Trump says Coats leaving post as intelligence director
WASHINGTON — Director of National Intelligence Daniel Coats will leave his position next month, President Donald Trump announced Sunday, capping a tumultuous relationship in which the two were often at odds over the wisdom of negotiating with Russia, the status of Iran’s nuclear weapons program and the severity of foreign threats to U.S. elections.
Trump said in a tweet that he would nominate Rep. John Ratcliffe, R-Texas, a third-term congressman and prominent Trump supporter, to replace Coats. Ratcliffe launched a spirited defense of Trump last Wednesday, grilling former special counsel Robert Mueller about why he had investigated the president for possible obstruction of justice in his probe of Russian election interference.
In an appearance Sunday on Fox News, Ratcliffe characterized Mueller’s report as an untrustworthy document written by aides and lawyers for Hillary Clinton.
Trump called Ratcliffe a “highly respected Congressman” who “will lead and inspire greatness for the Country he loves.” He thanked Coats “for his great service to our Country.”
For months, Coats has understood that his relationship with Trump, which was never strong, had soured to the point that his departure was inevitable, according to a former senior intelligence official who spoke on the condition of anonymity. Coats had felt isolated and left out of important national security decision-making, the former official said.
Coats had publicly taken positions that put him at odds with Trump and didn’t hide that he was out of the loop.
In July 2018, while speaking at a national security conference in Aspen, Colorado, the intelligence chief infuriated White House officials when he said that if the president had asked for his advice, he would have told him not to meet privately with Russian President Vladimir Putin at their summit in Helsinki.
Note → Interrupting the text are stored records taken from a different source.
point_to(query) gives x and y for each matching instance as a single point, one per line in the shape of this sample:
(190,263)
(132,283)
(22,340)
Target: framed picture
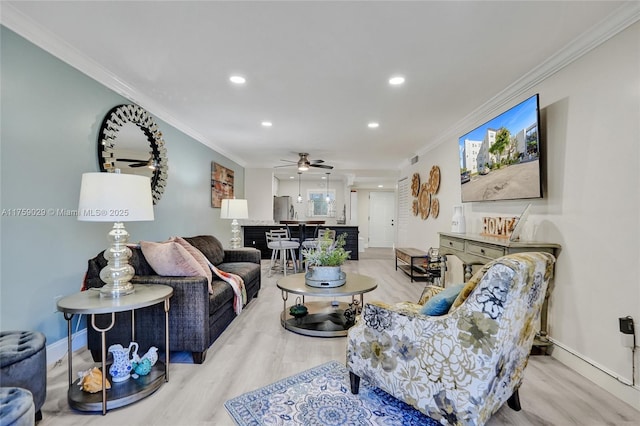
(221,184)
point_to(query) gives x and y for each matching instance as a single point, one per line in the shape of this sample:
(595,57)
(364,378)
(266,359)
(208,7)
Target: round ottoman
(16,407)
(23,364)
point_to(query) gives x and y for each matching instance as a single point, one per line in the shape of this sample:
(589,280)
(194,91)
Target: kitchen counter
(254,235)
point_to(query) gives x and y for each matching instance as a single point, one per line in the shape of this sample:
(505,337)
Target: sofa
(198,313)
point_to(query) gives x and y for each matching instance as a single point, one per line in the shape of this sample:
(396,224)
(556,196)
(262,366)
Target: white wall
(259,192)
(590,114)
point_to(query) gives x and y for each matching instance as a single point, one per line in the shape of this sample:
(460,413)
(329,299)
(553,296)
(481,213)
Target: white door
(381,219)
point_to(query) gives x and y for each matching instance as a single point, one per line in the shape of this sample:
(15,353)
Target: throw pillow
(198,256)
(441,302)
(465,292)
(171,259)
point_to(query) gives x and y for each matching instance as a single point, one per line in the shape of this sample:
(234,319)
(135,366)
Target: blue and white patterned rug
(322,396)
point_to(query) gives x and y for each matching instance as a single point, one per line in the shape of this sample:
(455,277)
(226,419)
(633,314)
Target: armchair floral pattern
(461,367)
The two leaders met with no American officials or Trump aides present.
Coats also didn’t hide his dismay when he learned, in the middle of an interview at the conference, that the White House had extended an invitation for Putin to visit Washington.
“That’s going to be special,” Coats said to the audience of a few hundred, who responded with laughter.
Axios first reported Sunday that Coats’s departure was imminent and that Ratcliffe was likely to replace him.
From the moment Trump nominated Coats in January 2017, he struck many current and former officials as more of a caretaker in the position, a former senator from Indiana and ambassador to Germany who had been coaxed out of retirement to take one of the more challenging jobs in U.S. national security.
Coats regularly attends the president’s daily intelligence briefing session, along with CIA Director Gina Haspel and a senior U.S. intelligence official. But the day-to-day running of the intelligence community has fallen to Coats’s deputy, Sue Gordon, a career intelligence officer who is widely admired among the workforce and has bipartisan support on Capitol Hill.
While Coats’s successor awaits confirmation, Gordon would probably assume the duties of intelligence director on an acting basis.
It is unclear whether Ratcliffe would be confirmed in the Senate. He has no background in intelligence, though he served as a U.S. attorney and held a counterterrorism position in the Justice Department.
Previous intelligence directors have also not been career intelligence officers. But they have also not been such vocal political supporters of a president. Trump has repeatedly criticized the intelligence agencies as having tried to undermine his campaign and has accused, without evidence, former senior intelligence officials from the Obama administration of illegally spying on him.
Trump has given Attorney General William Barr unusual authority to investigate the intelligence agencies’ role in the probe of Russian election interference.